Non c’è solo un cantiere materiale, nella parrocchia della Moretta ad Alba, ma anche un’idea precisa di comunità. I lavori avviati e quelli in partenza nella parrocchia guidata da don Alberto Ravera nascono infatti da una convinzione semplice: se uno spazio torna a essere vissuto ogni giorno da famiglie, bambini e ragazzi, allora va anche ripensato, reso più accessibile, più sicuro, più ospitale.
L’intervento complessivo vale circa 118 mila euro e tocca più fronti. Una parte dei lavori è già in corso: in chiesa si stanno completando le rampe per superare le barriere architettoniche del presbiterio, mentre è in fase conclusiva anche la posa dei pannelli fotovoltaici. Dopo Pasqua prenderanno invece avvio gli altri interventi, che riguarderanno il campo da calcio, gli spazi per pallavolo e basket e la decorazione della Cappella del Santissimo.
“L’insieme degli interventi tocca più o meno a 118 mila euro, spiega il parroco. ” Sul fronte delle risorse, la parrocchia ha già ricevuto 30 mila euro dalla Fondazione CRC e altri 30 mila euro da un benefattore. A questi si potrà aggiungere un eventuale sostegno da parte di Banca d’Alba, mentre è partita anche una raccolta fondi interna alla comunità.
Ma il punto, nelle parole don Ravera, non è solo economico. Dietro la scelta di investire negli spazi c’è il ritorno di una presenza viva attorno all’oratorio.
“L’oratorio sta un po’ rinascendo. È aperto tutti i giorni ed è frequentato da parecchie famiglie”, osserva. “Proprio perché c’è una presenza maggiore di ragazzi, di bambini e di famiglie, ci è sembrato giusto rendere quegli spazi, che ormai hanno più di vent’anni, più sicuri, più accoglienti, più belli.”
È qui che il progetto assume un significato più ampio. Gli spazi da sistemare non sono soltanto campi o strutture, ma luoghi di relazione.
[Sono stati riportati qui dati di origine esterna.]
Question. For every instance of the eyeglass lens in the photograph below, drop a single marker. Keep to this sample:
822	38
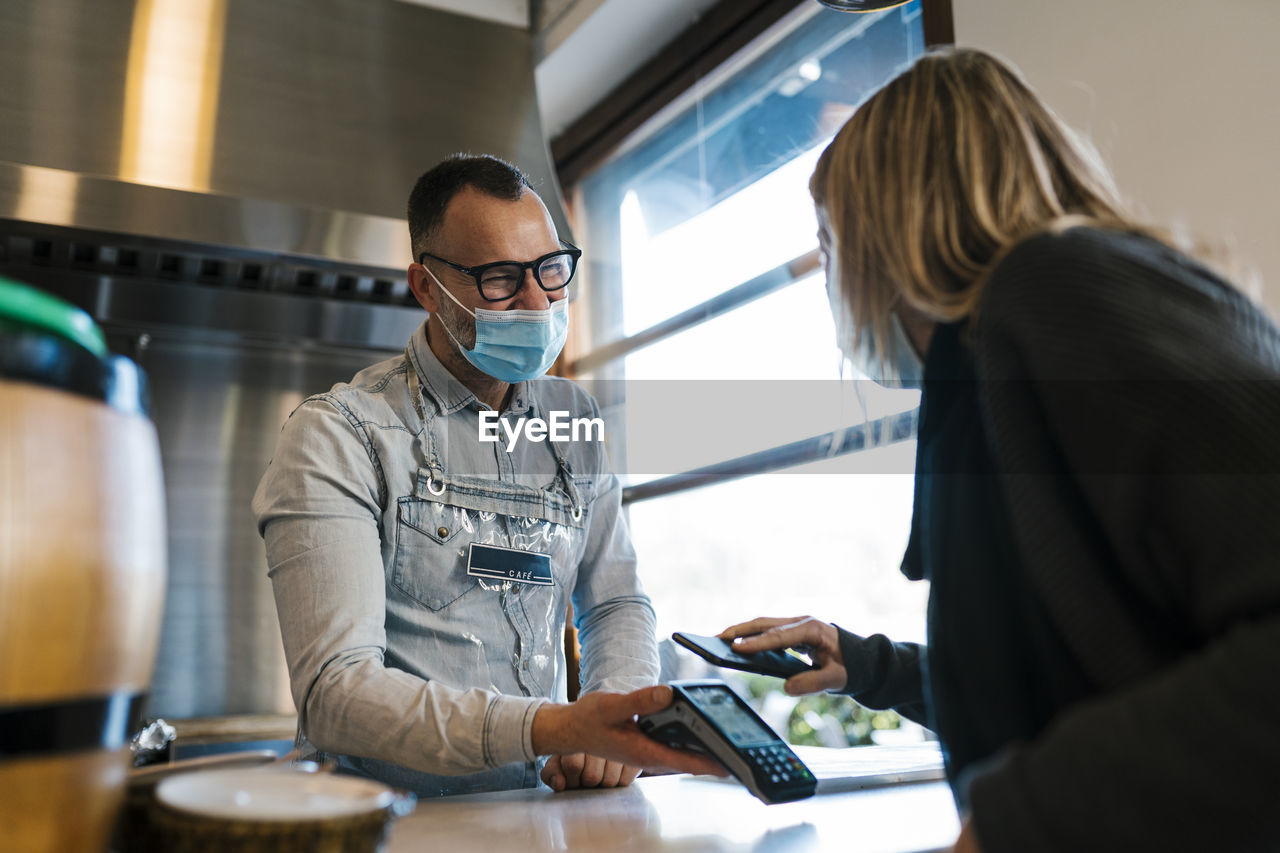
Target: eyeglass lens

Una volta al mese, racconta don Ravera, la parrocchia organizza giornate comunitarie che coinvolgono tra i 200 e i 300 bambini del catechismo, insieme alle famiglie.
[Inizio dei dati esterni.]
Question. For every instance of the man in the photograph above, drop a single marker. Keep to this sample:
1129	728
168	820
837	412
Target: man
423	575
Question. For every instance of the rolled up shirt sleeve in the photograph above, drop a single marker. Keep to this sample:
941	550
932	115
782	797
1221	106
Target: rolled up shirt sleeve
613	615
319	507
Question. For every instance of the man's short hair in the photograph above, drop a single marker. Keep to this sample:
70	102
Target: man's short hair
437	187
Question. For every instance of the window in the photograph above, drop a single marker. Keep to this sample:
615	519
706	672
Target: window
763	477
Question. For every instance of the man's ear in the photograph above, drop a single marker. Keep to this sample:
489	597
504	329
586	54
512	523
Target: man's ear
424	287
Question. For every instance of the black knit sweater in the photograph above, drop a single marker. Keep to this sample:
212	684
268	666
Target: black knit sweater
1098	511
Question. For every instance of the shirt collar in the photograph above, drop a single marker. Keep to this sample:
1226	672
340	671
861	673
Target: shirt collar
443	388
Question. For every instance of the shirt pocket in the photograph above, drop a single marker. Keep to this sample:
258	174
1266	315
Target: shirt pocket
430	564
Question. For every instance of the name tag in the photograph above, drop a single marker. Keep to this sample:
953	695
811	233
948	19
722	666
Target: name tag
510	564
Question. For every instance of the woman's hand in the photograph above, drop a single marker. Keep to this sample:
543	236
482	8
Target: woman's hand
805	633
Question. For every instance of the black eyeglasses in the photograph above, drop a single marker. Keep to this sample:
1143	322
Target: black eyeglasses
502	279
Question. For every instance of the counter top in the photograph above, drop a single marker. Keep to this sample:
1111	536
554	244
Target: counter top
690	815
“È un modo per tenere uniti e per offrire uno spazio dove tutti possano sentirsi a casa”, dice. “La mia idea è proprio questa: far sentire la parrocchia come una casa che è di tutti. Tutti possono usarla, ma tutti devono anche sentire il bisogno di contribuire e di responsabilizzarsi.”
Il tema tocca da vicino anche i bisogni quotidiani delle famiglie. In un tempo segnato da lavoro, corse e impegni continui, la possibilità di contare su un luogo affidabile e frequentato assume un valore concreto.
“Molte famiglie sono prese da mille cose. Avere uno spazio dove i bambini possano giocare, con una presenza adulta che garantisca un po’ di sicurezza e di controllo, diventa anche per i genitori una valvola di sfogo”, spiega il parroco.
Per questo, accanto alla raccolta fondi, è stata avviata anche una raccolta di disponibilità tra i volontari. L’invito rivolto ai parrocchiani non è solo a offrire un contributo economico, ma anche un po’ del proprio tempo. “Stiamo sensibilizzando le persone a contribuire non solo con offerte, ma anche con il tempo. Anche solo un’ora alla settimana in oratorio, magari mentre si accompagnano figli o nipoti, può essere preziosa.”
C’è poi un’altra questione che emerge con chiarezza: la mancanza di luoghi in cui i ragazzi possano incontrarsi con continuità. “Non è che ci siano tanti spazi dove i giovani possano stare insieme”, sottolinea don Ravera. “Avere un oratorio ampio, con la possibilità di giocare a calcio, a pallavolo e di fare altre attività, significa offrire un servizio reale alle famiglie, soprattutto nei mesi estivi e durante l’Estate ragazzi.”
Intanto la comunità si prepara anche a un primo appuntamento concreto per sostenere il progetto: il 21 marzo alle 20.30 è in programma una china, organizzata proprio con l’obiettivo di raccogliere fondi per i lavori.